Carl Schuch et la France permet la (re)découverte d’un peintre autrichien qui illumina le XIXe siècle grâce à son travail sur la couleur.
Mal connu, Carl Schuch (1846-1903) se place dans un espace esthétique situé entre les deux totems de la seconde partie du XIXe siècle, que sont réalisme et impressionnisme. Cherchant sans relâche une voie personnelle, il écrivait du reste, dans une lettre du 31 mai 1883 : « Je ne voudrais me rattacher à rien : ni à l’impressionnisme, ni à Leibl, ni à Daubigny, ni à Millet. Je voudrais pouvoir être sincère, être vrai, et ne pas avoir une relation à la nature comme Troyon, X ou Y. » À travers quelque soixante-dix de ses œuvres – conversant avec une cinquantaine de toiles d’artistes comme Chardin, Fantin-Latour, etc. –, cette riche exposition débute par un aperçu de la carrière d’un peintre voyageur – notamment installé à Venise de 1876 à 1882 – qui appartint au « Cercle de Leibl » constitué à Munich, au début de la décennie 1870, autour du célèbre artiste allemand, dont la figure tutélaire est Gustave Courbet. Se découvre ainsi l’amitiéentre Schuch et Wilhelm Trübner (1851-1917) : la comparaison entre leurs représentations respectives d’un jeune homme farfouillant dans une armoire pour en extraire une bouteille de gnole (Le premier essai, 1872) révèle leur parenté.

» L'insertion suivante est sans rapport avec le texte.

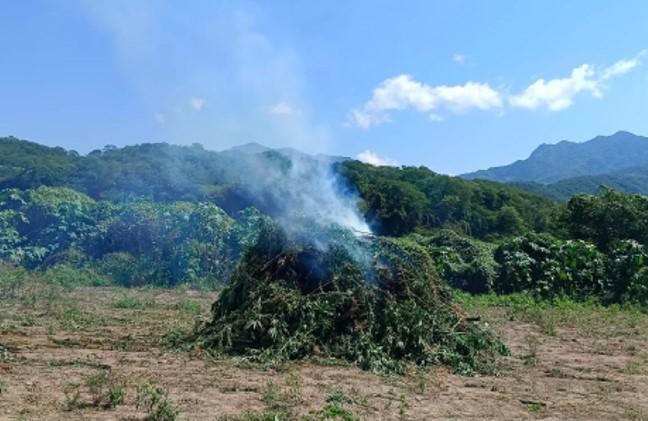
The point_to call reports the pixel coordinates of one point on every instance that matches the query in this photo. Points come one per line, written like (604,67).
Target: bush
(464,263)
(627,273)
(548,267)
(123,269)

C’est néanmoins la seconde partie du parcours qui retient le plus l’attention. Se concentrant sur les « années parisiennes » (1882-1894) de Carl Schuch, elle se déploie en cinq salles thématiques, où l’on voit son style se libérer, s’ouvrant aux avant-gardes d’alors, lui qui considérait Monet comme le « Rembrandt de la lumière en plein air. » Il réalise alors de nombreuses natures mortes, explorant les potentialités de la couleur. Le très beau Homard, cruche en étain et botte d’asperges (1884) – une des quatre représentations de la plante – dialogue avec une incroyable huile de Manet (1880), qui en constitue la matrice. Et de demeurer fascinés par la quête chromatique du peintre autrichien qui atteint de subtils équilibres comme dans Courges, pêches et raisins (vers 1884-97), avec ses contrastes audacieux entre oranges chauds et bleus glacés. Parfois, il est aussi difficile de ne pas penser à Cézanne, comme dans trois variations autour de pommes posées sur une nappe blanche… Le visiteur est également séduit par des paysages comme Bois de bouleaux (1880) – composition architecturée avec une rigueur rare – ou Cœur de la forêt au Saut du Doubs (vers 1886-93) – où la lumière subit un fabuleux processus de concentration – montrant son amour pour une région dont il restitue l’âme avec brio, celle où il passa plusieurs étés et où naquit Courbet dont l’ombre amicale flotte sur ces vues.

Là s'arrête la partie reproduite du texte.